In new research, a team led by Kelly Benoit-Bird of the Monterey Bay Aquarium Research Institute made use of sonar, or active acoustics, to get a better understanding of the distribution patterns of food in the ocean. The researchers attached acoustic sensors to a variety of platforms, including ships, profilers, moorings and autonomous vehicles, to send out and receive sound pulses about the distribution of ocean species.
“We’re using systems much like those used to find the depth of the ocean, but instead of interpreting echoes from the seafloor, we’re using more sensitive systems that allow us to map layers of life in the water,” said Benoit-Bird. “What we’ve found is that animals of all different sizes, from millimeter-long plankton to large predators, are unevenly distributed, and this variation is really important to how life in the ocean functions.”
The results show that ocean organisms are often aggregated in hotspot areas, that are missed by traditional sampling methods and tools. Such aggregations are found in all ocean habitats, from surface to very deep waters, and from the tropics to the poles. Organisms as diverse as plankton, fish, squid and whales all collect in patches rather than being evenly distributed throughout oceans.
This leads us to understand that ocean food and biota have a 3D distribution that varies with depth and location. Animals must find and exploit these small-scale aggregations of resources if they are to survive.
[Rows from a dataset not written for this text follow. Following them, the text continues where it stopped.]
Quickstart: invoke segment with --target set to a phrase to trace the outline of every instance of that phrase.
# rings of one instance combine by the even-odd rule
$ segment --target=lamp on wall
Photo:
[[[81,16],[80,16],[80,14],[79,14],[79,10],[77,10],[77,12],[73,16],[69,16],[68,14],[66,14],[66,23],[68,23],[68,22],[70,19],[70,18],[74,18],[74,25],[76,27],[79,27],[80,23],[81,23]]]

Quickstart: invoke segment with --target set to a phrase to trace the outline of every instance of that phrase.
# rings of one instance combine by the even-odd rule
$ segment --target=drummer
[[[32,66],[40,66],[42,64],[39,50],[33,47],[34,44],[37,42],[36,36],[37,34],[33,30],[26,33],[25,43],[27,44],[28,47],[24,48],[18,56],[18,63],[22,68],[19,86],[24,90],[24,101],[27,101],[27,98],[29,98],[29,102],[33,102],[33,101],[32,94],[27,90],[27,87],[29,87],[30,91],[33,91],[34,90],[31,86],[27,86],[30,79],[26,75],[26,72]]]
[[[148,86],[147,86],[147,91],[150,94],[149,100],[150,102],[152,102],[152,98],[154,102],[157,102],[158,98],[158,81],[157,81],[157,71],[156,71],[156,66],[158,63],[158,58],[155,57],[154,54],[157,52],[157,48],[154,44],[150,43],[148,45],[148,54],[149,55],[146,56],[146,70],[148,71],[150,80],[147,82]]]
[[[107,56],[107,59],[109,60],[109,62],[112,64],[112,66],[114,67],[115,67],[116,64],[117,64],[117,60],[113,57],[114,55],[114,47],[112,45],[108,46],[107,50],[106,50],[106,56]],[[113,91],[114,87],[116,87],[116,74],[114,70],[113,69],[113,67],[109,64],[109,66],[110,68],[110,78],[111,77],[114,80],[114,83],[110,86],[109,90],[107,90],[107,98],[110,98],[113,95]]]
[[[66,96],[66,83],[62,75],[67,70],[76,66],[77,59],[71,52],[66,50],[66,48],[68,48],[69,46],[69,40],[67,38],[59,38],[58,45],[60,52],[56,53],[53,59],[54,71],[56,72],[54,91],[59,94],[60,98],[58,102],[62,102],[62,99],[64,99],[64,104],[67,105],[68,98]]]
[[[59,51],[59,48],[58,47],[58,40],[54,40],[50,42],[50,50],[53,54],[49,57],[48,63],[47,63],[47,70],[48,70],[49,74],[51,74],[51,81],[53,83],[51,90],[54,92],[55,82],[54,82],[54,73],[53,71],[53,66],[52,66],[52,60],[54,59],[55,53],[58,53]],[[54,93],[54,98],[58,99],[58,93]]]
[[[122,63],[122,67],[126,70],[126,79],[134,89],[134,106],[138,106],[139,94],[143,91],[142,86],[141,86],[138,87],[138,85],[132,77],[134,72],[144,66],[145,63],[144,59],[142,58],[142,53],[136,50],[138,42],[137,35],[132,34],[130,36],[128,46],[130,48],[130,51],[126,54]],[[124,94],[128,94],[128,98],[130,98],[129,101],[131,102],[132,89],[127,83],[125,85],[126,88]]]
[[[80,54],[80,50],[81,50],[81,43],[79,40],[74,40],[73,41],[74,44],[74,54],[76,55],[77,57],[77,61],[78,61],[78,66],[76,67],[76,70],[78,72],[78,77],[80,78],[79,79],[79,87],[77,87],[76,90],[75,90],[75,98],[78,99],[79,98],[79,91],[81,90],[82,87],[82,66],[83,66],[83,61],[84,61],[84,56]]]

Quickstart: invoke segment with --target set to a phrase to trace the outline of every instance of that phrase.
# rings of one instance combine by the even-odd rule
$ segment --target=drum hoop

Benoit-Bird’s results explain the apparent paradox described by Lasker, who found that laboratory animals fed the average concentration of ocean food did not survive, but ocean-dwelling animals in the wild did. Oceanic animals do not survive on average food concentrations but are well-adapted to locating and capitalizing on patches of resources, thereby reducing their total energy expenditure in the process.
“For example, if a bucket’s worth of popcorn was spread out evenly throughout the volume of a room, and you had to fly around to capture each kernel, you would spend a lot of energy searching and it would be hard to get enough to be full,” Benoit-Bird said. “If instead, the popcorn was all grouped together, the popcorn would be a much more satisfying snack. The amount of popcorn is the same but changing how it is grouped determines whether you end up with a full belly.”
“Acoustic tools provide the high spatial resolution and long duration sampling to explore the processes that drive organismal interactions in the ocean. We must understand not only how many animals are in the ocean, but how they are distributed, if we are to effectively manage our living marine resources.”
Benoit-Bird will be presenting the findings this week, at the 181st Meeting of the Acoustical Society of America.